Nokia’s (NOK) latest quarterly earnings results were stronger than expected, but skeptics are losing faith in Elop’s turnaround plan. Nokia’s revenues, profits and market share have plummeted since Apple launched the iPhone in 2007. The most glaring evidence: Nokia shares are down from $39.71 in 2007 to $1.71 on July 20, 2012. Ouch.
Nokia’s problems and missteps were a decade in the making . Even the most optimistic observers should not expect a fast turnaround at any point. An in-depth Wall Street Journal report on July 19 revealed how Nokia had a touch-screen smartphone strategy and tablet computer concepts in place more than seven years before the iPhone arrived. But in the mid-2000s, Nokia grew bloated and overly focused on traditional cell phones. Nokia’s CEO at the time: Kallasvuo.

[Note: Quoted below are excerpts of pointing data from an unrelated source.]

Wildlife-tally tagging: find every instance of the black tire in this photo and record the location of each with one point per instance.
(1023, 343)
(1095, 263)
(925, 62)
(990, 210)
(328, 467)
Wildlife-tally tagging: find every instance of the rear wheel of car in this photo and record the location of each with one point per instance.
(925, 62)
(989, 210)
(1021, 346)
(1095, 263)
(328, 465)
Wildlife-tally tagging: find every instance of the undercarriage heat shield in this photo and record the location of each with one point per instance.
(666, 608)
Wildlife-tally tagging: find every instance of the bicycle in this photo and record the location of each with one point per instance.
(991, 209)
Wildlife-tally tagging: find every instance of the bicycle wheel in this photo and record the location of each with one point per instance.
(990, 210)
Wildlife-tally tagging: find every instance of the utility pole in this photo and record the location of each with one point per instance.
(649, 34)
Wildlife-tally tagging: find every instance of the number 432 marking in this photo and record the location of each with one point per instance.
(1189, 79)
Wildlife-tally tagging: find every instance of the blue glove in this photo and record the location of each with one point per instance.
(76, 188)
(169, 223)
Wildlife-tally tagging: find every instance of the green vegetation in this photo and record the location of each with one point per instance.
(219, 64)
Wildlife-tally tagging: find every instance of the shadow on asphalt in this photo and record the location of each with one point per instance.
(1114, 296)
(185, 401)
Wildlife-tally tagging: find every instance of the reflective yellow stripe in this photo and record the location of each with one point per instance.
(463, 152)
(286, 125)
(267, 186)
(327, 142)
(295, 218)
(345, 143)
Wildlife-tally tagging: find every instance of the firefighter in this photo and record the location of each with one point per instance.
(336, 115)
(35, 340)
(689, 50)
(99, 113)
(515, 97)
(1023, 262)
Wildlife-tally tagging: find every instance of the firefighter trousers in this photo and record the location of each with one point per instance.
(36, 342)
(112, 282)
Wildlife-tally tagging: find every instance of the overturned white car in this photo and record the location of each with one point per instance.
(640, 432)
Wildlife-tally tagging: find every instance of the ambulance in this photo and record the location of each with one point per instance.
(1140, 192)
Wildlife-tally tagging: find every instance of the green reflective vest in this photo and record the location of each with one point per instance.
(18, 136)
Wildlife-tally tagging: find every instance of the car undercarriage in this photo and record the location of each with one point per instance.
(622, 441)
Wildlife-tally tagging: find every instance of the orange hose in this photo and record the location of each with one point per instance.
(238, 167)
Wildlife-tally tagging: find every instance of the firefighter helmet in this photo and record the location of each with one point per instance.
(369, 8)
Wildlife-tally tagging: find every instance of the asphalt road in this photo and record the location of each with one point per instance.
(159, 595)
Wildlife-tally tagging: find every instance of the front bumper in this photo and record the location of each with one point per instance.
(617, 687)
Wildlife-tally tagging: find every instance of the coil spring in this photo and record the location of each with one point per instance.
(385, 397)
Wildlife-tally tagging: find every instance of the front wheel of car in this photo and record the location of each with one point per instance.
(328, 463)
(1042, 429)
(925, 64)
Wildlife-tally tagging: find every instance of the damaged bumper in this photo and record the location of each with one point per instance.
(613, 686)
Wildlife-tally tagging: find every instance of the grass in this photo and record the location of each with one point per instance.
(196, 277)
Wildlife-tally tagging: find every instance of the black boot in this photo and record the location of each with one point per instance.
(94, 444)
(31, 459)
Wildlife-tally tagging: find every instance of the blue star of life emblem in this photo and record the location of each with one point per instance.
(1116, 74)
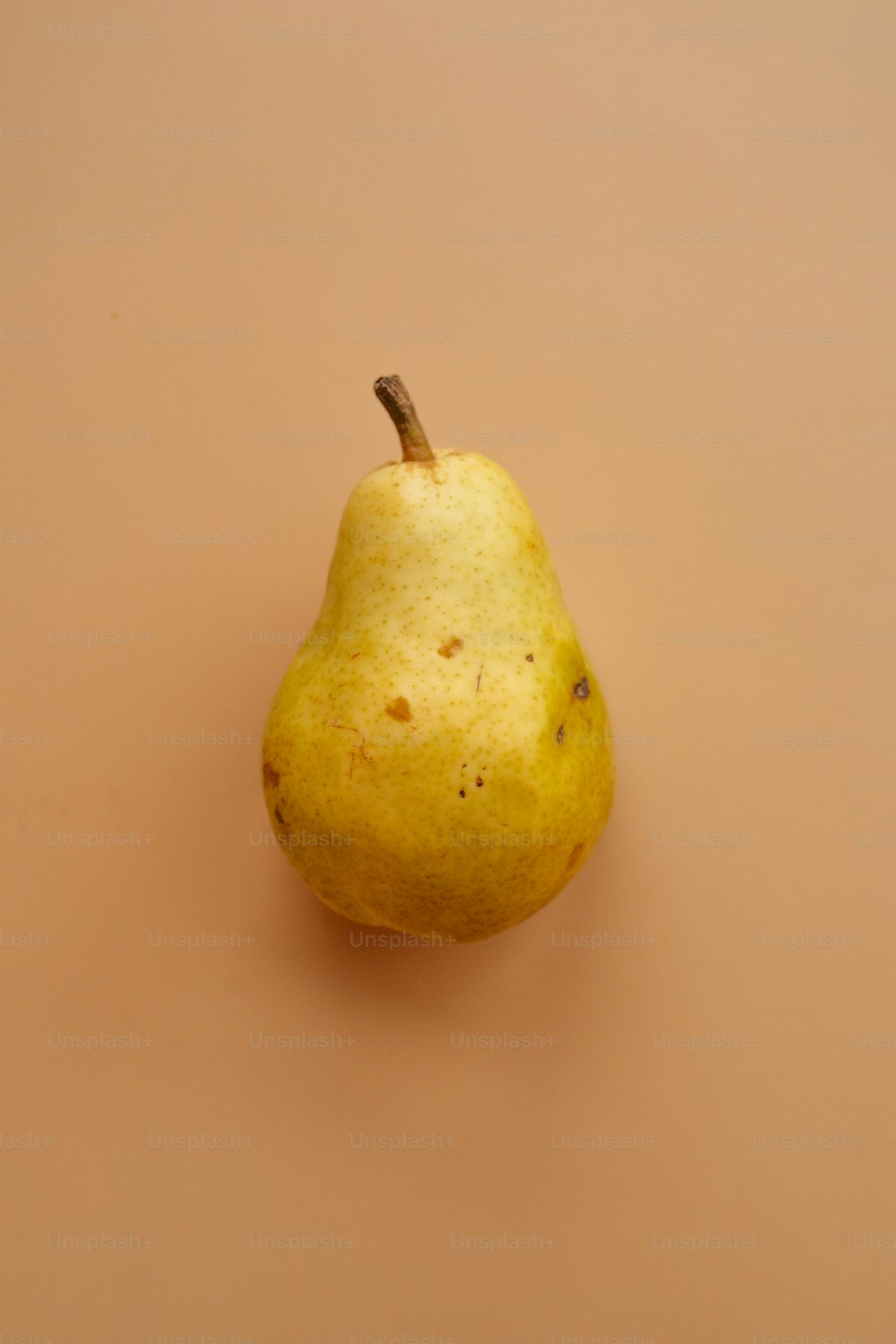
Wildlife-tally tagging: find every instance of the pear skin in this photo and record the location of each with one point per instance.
(438, 755)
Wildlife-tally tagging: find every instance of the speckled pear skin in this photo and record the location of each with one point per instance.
(437, 758)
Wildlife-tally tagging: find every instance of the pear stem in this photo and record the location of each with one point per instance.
(395, 398)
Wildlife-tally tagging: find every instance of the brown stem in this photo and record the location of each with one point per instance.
(394, 395)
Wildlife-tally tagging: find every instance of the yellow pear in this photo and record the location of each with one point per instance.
(438, 758)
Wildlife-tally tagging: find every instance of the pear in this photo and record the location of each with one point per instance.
(438, 757)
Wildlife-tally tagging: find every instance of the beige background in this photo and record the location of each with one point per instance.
(643, 257)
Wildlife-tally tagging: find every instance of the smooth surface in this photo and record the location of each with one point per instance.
(710, 1005)
(438, 757)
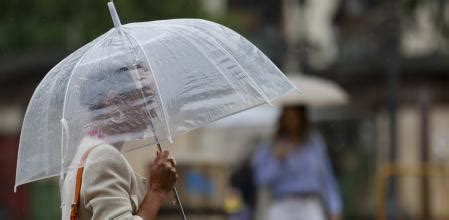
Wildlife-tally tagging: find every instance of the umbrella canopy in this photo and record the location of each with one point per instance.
(151, 80)
(314, 92)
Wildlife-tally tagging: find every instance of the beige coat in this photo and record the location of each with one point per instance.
(110, 188)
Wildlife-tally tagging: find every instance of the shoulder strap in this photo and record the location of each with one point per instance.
(79, 179)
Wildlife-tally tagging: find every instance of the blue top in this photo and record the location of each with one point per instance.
(307, 169)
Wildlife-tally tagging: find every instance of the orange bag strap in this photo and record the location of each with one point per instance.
(79, 179)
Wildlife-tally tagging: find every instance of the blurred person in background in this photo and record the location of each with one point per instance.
(296, 169)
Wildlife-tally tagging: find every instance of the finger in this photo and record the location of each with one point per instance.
(172, 160)
(165, 154)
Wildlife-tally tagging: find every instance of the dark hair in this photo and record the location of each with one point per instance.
(301, 112)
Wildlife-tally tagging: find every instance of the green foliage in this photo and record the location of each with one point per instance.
(26, 24)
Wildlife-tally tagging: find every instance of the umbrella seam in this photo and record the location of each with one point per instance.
(67, 90)
(258, 89)
(157, 87)
(216, 67)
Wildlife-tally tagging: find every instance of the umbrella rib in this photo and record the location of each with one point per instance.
(259, 90)
(67, 91)
(157, 88)
(216, 67)
(256, 86)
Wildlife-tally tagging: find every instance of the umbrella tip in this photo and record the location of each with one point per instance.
(114, 14)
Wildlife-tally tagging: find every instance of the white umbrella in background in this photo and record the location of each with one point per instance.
(314, 92)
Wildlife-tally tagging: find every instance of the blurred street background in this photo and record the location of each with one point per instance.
(389, 145)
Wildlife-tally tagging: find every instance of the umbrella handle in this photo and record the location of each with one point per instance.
(179, 204)
(175, 191)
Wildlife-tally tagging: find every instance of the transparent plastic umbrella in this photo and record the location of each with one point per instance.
(151, 80)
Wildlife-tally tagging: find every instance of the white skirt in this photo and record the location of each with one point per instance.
(296, 209)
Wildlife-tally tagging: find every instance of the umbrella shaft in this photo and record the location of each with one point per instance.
(178, 203)
(178, 200)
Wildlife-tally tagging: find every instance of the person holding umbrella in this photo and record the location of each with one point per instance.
(295, 166)
(148, 81)
(105, 186)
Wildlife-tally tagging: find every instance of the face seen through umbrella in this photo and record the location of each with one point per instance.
(125, 109)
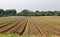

Now, Elop (a Microsoft veteran) is in a high-stakes poker game but he’s only holding three cards: Nokia’s cash, Nokia’s patents and forthcoming Windows Phone 8 smartphones. Is that a strong-enough hand to return Nokia to its earlier glory? The VAR Guy doubts it. But don’t blame Elop. He was dealt a lousy hand when he accepted the job.